再び彼の名が特務監査室で話題に上ったのは、それから一週間も経った頃だった。それはいつもの通りラヴィニア室長が唐突に持ってくる案件の資料の中に記述されていた。
「フィランダーという男のパフォーマンスを止めて欲しいって……確か、あの?」
「そう、大通りの一画を借りて、飲まず食わずで自分は生きられますよというパフォーマンスをしている彼。先日実際に見て来たわよね?」
「まあ、興味本位と言いますか……。あれ、まだ続いているんですか?」
「ええ、もちろん。彼、全くの元気よ。ジャグリングだとか風刺トークだとかで客もかなり集めているから、知名度も少しずつ上がってるの」
「だからそれを止めたいって、依頼主は……」
依頼主には、セディアランド医師会会長と食品連盟総長が連名で記載されている。畑違いの業界だが、双方にとって彼は非常に迷惑な存在のようである。

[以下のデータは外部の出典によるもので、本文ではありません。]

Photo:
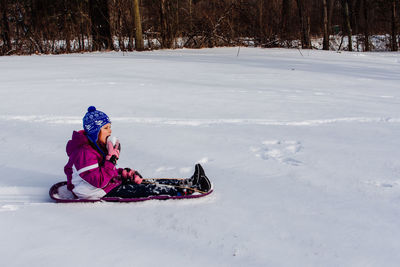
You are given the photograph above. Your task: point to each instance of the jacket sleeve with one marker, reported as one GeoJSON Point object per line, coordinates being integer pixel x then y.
{"type": "Point", "coordinates": [88, 167]}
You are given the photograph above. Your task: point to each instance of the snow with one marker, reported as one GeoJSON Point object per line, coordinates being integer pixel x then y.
{"type": "Point", "coordinates": [302, 149]}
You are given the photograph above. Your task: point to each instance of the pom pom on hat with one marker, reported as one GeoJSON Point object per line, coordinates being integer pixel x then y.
{"type": "Point", "coordinates": [93, 121]}
{"type": "Point", "coordinates": [91, 109]}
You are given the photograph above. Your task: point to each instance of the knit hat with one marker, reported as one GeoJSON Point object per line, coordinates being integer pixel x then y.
{"type": "Point", "coordinates": [93, 121]}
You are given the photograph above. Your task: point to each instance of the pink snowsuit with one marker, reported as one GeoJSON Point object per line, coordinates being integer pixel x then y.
{"type": "Point", "coordinates": [88, 175]}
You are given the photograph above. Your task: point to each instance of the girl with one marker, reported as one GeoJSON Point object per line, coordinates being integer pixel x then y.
{"type": "Point", "coordinates": [91, 169]}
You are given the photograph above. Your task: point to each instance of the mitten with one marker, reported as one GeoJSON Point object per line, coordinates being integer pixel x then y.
{"type": "Point", "coordinates": [113, 152]}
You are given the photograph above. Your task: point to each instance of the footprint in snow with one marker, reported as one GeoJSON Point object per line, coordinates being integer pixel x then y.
{"type": "Point", "coordinates": [281, 151]}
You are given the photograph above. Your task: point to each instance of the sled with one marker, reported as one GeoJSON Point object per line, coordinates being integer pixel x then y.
{"type": "Point", "coordinates": [59, 193]}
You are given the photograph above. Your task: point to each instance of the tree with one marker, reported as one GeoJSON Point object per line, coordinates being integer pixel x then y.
{"type": "Point", "coordinates": [325, 45]}
{"type": "Point", "coordinates": [366, 26]}
{"type": "Point", "coordinates": [394, 27]}
{"type": "Point", "coordinates": [100, 19]}
{"type": "Point", "coordinates": [5, 28]}
{"type": "Point", "coordinates": [305, 25]}
{"type": "Point", "coordinates": [139, 45]}
{"type": "Point", "coordinates": [345, 5]}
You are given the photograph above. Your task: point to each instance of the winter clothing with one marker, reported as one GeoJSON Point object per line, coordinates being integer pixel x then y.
{"type": "Point", "coordinates": [131, 190]}
{"type": "Point", "coordinates": [113, 152]}
{"type": "Point", "coordinates": [131, 175]}
{"type": "Point", "coordinates": [88, 175]}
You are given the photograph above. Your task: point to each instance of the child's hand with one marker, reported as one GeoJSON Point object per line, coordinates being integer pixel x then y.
{"type": "Point", "coordinates": [113, 152]}
{"type": "Point", "coordinates": [132, 175]}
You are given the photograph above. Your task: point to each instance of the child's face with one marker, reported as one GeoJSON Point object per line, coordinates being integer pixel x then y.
{"type": "Point", "coordinates": [105, 132]}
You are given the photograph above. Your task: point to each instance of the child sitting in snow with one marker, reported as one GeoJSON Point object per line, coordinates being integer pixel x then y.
{"type": "Point", "coordinates": [91, 169]}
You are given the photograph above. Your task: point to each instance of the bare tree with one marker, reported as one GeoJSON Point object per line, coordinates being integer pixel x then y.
{"type": "Point", "coordinates": [139, 45]}
{"type": "Point", "coordinates": [345, 4]}
{"type": "Point", "coordinates": [305, 25]}
{"type": "Point", "coordinates": [100, 19]}
{"type": "Point", "coordinates": [325, 45]}
{"type": "Point", "coordinates": [366, 26]}
{"type": "Point", "coordinates": [5, 28]}
{"type": "Point", "coordinates": [394, 27]}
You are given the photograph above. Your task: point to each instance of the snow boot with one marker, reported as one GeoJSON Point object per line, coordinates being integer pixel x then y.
{"type": "Point", "coordinates": [199, 179]}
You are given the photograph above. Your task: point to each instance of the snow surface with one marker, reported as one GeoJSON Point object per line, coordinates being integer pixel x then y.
{"type": "Point", "coordinates": [302, 148]}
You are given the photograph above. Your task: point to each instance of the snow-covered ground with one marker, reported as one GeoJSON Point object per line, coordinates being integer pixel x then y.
{"type": "Point", "coordinates": [303, 151]}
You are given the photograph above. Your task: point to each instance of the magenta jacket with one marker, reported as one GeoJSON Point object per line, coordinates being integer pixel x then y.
{"type": "Point", "coordinates": [88, 175]}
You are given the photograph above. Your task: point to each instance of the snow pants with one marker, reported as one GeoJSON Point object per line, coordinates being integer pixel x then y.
{"type": "Point", "coordinates": [132, 190]}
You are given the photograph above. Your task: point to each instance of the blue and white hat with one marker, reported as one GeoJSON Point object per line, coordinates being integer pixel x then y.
{"type": "Point", "coordinates": [93, 121]}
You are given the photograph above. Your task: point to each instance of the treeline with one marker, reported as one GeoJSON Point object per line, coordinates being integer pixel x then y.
{"type": "Point", "coordinates": [64, 26]}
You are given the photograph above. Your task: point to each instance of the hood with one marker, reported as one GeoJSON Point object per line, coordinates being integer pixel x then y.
{"type": "Point", "coordinates": [78, 140]}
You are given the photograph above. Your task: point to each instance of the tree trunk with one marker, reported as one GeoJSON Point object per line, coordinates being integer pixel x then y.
{"type": "Point", "coordinates": [366, 27]}
{"type": "Point", "coordinates": [345, 5]}
{"type": "Point", "coordinates": [326, 34]}
{"type": "Point", "coordinates": [139, 45]}
{"type": "Point", "coordinates": [394, 27]}
{"type": "Point", "coordinates": [163, 22]}
{"type": "Point", "coordinates": [305, 26]}
{"type": "Point", "coordinates": [101, 30]}
{"type": "Point", "coordinates": [5, 27]}
{"type": "Point", "coordinates": [284, 19]}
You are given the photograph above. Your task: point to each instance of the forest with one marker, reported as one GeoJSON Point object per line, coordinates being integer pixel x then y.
{"type": "Point", "coordinates": [68, 26]}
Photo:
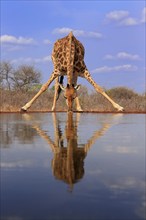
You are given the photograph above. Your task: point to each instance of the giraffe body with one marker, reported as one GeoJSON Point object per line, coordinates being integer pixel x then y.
{"type": "Point", "coordinates": [68, 59]}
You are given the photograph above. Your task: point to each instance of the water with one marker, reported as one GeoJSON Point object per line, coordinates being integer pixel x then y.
{"type": "Point", "coordinates": [79, 167]}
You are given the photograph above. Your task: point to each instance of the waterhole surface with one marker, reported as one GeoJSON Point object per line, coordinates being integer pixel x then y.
{"type": "Point", "coordinates": [72, 166]}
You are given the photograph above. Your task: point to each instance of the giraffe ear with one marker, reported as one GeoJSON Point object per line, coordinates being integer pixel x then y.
{"type": "Point", "coordinates": [62, 87]}
{"type": "Point", "coordinates": [77, 87]}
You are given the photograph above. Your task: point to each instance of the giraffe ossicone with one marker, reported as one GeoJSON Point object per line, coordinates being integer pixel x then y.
{"type": "Point", "coordinates": [68, 59]}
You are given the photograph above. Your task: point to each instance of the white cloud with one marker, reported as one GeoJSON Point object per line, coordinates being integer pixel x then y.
{"type": "Point", "coordinates": [81, 33]}
{"type": "Point", "coordinates": [123, 18]}
{"type": "Point", "coordinates": [117, 15]}
{"type": "Point", "coordinates": [123, 56]}
{"type": "Point", "coordinates": [128, 56]}
{"type": "Point", "coordinates": [31, 60]}
{"type": "Point", "coordinates": [107, 69]}
{"type": "Point", "coordinates": [129, 21]}
{"type": "Point", "coordinates": [47, 41]}
{"type": "Point", "coordinates": [9, 39]}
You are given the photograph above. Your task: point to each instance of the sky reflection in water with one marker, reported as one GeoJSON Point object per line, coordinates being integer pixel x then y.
{"type": "Point", "coordinates": [72, 166]}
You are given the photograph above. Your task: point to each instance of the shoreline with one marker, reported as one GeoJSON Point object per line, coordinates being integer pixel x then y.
{"type": "Point", "coordinates": [97, 112]}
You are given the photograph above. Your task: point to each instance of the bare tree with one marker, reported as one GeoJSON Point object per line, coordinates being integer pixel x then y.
{"type": "Point", "coordinates": [6, 73]}
{"type": "Point", "coordinates": [22, 78]}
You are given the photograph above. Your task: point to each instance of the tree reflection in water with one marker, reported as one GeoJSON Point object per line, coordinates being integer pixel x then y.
{"type": "Point", "coordinates": [68, 160]}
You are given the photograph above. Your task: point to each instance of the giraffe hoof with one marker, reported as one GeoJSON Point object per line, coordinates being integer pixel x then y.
{"type": "Point", "coordinates": [121, 109]}
{"type": "Point", "coordinates": [23, 110]}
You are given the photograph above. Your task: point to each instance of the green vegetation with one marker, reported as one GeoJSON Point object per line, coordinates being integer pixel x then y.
{"type": "Point", "coordinates": [12, 101]}
{"type": "Point", "coordinates": [19, 85]}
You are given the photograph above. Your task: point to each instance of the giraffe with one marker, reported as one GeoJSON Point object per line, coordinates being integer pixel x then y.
{"type": "Point", "coordinates": [68, 59]}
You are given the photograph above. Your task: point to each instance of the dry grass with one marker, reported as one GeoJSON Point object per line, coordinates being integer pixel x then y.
{"type": "Point", "coordinates": [130, 100]}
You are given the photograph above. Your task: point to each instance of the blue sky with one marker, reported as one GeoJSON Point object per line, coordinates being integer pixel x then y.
{"type": "Point", "coordinates": [112, 32]}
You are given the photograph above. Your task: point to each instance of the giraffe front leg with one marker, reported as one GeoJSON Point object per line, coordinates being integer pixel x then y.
{"type": "Point", "coordinates": [56, 94]}
{"type": "Point", "coordinates": [87, 75]}
{"type": "Point", "coordinates": [43, 88]}
{"type": "Point", "coordinates": [78, 106]}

「医師会としては、飲まず食わずで健康になるみたいな例を出して欲しくないという事ですよね。大勢に真似をされると、とんでもない数の栄養失調者を出しかねませんから。じゃあ食品連盟は、商売の妨害になるから?」
「いいえ。単にフィランダーが、今の食品は全て体に毒だ何だと吹聴しているからだそうよ。長生きの秘訣は大自然エネルギーにあり、の根拠付けの一つでしょうね」
「誹謗中傷と受け取ったという事ですか……。まあ、実際のところ一次生産者の業務妨害になりかねない所ではありますか」
「そんな訳で、フィランダーのパフォーマンスを止めて欲しいのですが。ただ止めるだけでなく、フィランダーがインチキである事を世間に知らしめるようにとの要望も頂いています。これについては確約はしていませんので、可能な限りですけど」
長期間の飲まず食わずパフォーマンスをする男。本人にどこまで悪意があるのか、そもそも体質は事実なのか、そこが調査の始まりになるだろう。